CRISPR Therapeutics develops gene-based medicines using CRISPR/Cas9 gene-editing technology to treat serious human diseases. Founded in 2013, the company has progressed from research stage to commercialisation, with operations spanning Switzerland, Boston and San Francisco. The company's proprietary SyNTase™ editing platform aims to enable precise and scalable gene correction for next-generation therapeutics.
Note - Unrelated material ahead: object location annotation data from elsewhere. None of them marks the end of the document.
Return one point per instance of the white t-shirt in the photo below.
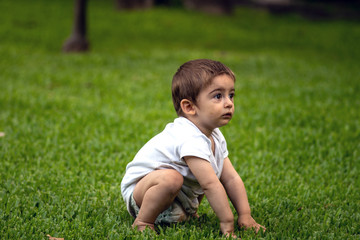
(166, 151)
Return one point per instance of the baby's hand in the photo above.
(246, 221)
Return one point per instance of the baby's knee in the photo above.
(173, 181)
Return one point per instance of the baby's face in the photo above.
(215, 103)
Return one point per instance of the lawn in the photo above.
(71, 122)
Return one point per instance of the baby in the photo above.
(169, 176)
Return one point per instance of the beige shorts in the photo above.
(175, 213)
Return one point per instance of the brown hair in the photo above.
(192, 77)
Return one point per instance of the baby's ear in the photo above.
(187, 107)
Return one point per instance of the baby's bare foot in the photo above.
(141, 226)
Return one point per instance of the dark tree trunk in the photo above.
(220, 7)
(77, 42)
(134, 4)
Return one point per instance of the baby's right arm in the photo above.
(214, 191)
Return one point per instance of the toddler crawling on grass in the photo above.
(170, 174)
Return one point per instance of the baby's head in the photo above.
(192, 77)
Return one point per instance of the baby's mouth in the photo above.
(227, 115)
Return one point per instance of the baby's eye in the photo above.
(218, 96)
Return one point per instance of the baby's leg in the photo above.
(155, 193)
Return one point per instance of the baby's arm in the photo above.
(214, 191)
(235, 189)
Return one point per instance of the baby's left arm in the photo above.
(235, 189)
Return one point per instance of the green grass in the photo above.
(73, 121)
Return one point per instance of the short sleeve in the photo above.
(198, 146)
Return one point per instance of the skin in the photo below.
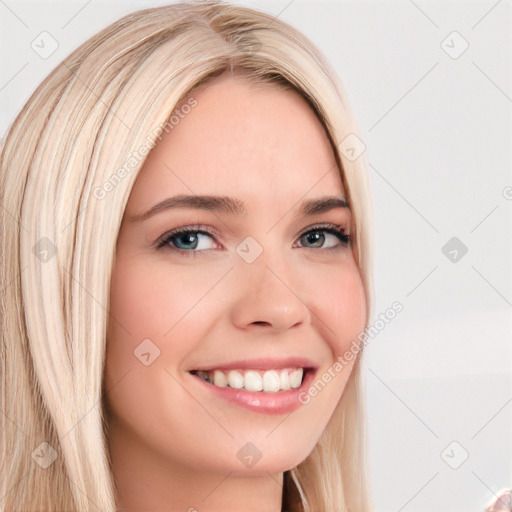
(173, 444)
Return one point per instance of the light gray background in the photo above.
(438, 135)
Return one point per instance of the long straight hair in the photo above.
(59, 226)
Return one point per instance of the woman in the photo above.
(185, 233)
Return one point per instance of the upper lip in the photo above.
(259, 364)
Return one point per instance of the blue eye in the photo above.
(191, 240)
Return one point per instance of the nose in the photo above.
(268, 296)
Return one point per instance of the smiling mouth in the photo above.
(266, 381)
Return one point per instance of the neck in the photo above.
(146, 480)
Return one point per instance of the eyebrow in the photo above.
(230, 205)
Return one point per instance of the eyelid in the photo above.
(161, 242)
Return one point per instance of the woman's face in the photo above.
(258, 294)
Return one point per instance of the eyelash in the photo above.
(164, 241)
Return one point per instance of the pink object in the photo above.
(503, 503)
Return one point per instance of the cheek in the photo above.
(338, 304)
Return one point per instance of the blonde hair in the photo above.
(57, 242)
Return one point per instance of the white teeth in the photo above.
(220, 379)
(235, 379)
(295, 378)
(269, 381)
(284, 382)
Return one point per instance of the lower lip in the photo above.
(278, 402)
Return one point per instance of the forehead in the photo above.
(261, 143)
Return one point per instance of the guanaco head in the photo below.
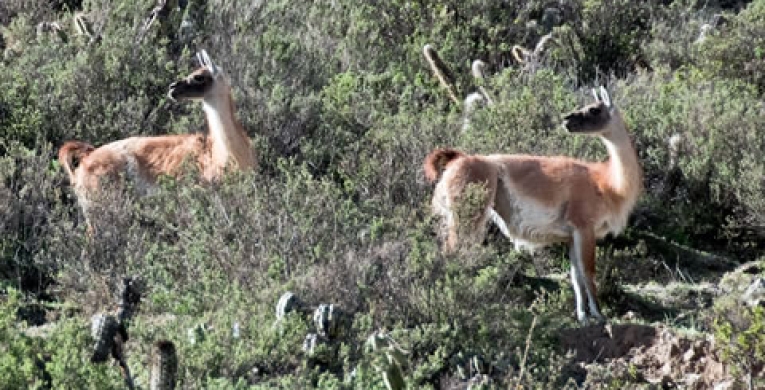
(205, 82)
(593, 118)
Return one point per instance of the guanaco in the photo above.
(143, 159)
(538, 200)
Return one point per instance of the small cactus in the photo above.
(103, 328)
(164, 366)
(288, 303)
(392, 362)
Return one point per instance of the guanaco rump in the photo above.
(538, 201)
(142, 160)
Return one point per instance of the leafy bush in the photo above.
(342, 110)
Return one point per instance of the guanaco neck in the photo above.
(229, 141)
(625, 174)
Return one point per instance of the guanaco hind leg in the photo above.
(582, 256)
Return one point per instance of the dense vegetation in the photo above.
(342, 108)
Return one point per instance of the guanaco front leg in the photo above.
(582, 256)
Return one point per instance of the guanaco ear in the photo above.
(604, 96)
(521, 54)
(204, 60)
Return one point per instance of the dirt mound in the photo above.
(641, 353)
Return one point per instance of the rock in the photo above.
(755, 293)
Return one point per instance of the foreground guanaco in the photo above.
(143, 159)
(538, 201)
CASGEVY™ (exagamglogene autotemcel), developed in collaboration with Vertex Pharmaceuticals, represents the company's flagship achievement - the world's first CRISPR-based gene-edited therapy approved for eligible patients with sickle cell disease or transfusion-dependent beta thalassemia. The therapy has received regulatory approval in several countries, marking a significant milestone in translating gene-editing science into clinical medicine.
The company's pipeline spans hemoglobinopathies, oncology, regenerative medicine, cardiovascular disease, autoimmune conditions and rare diseases. CRISPR Therapeutics operates state-of-the-art manufacturing facilities and emphasises strategic partnerships with established biopharmaceutical companies. The organisation traces its scientific foundations to the 2012 CRISPR/Cas9 research by Emmanuelle Charpentier and Jennifer Doudna, whose later Nobel Prize in Chemistry underscores the foundational importance of the technology the company builds upon.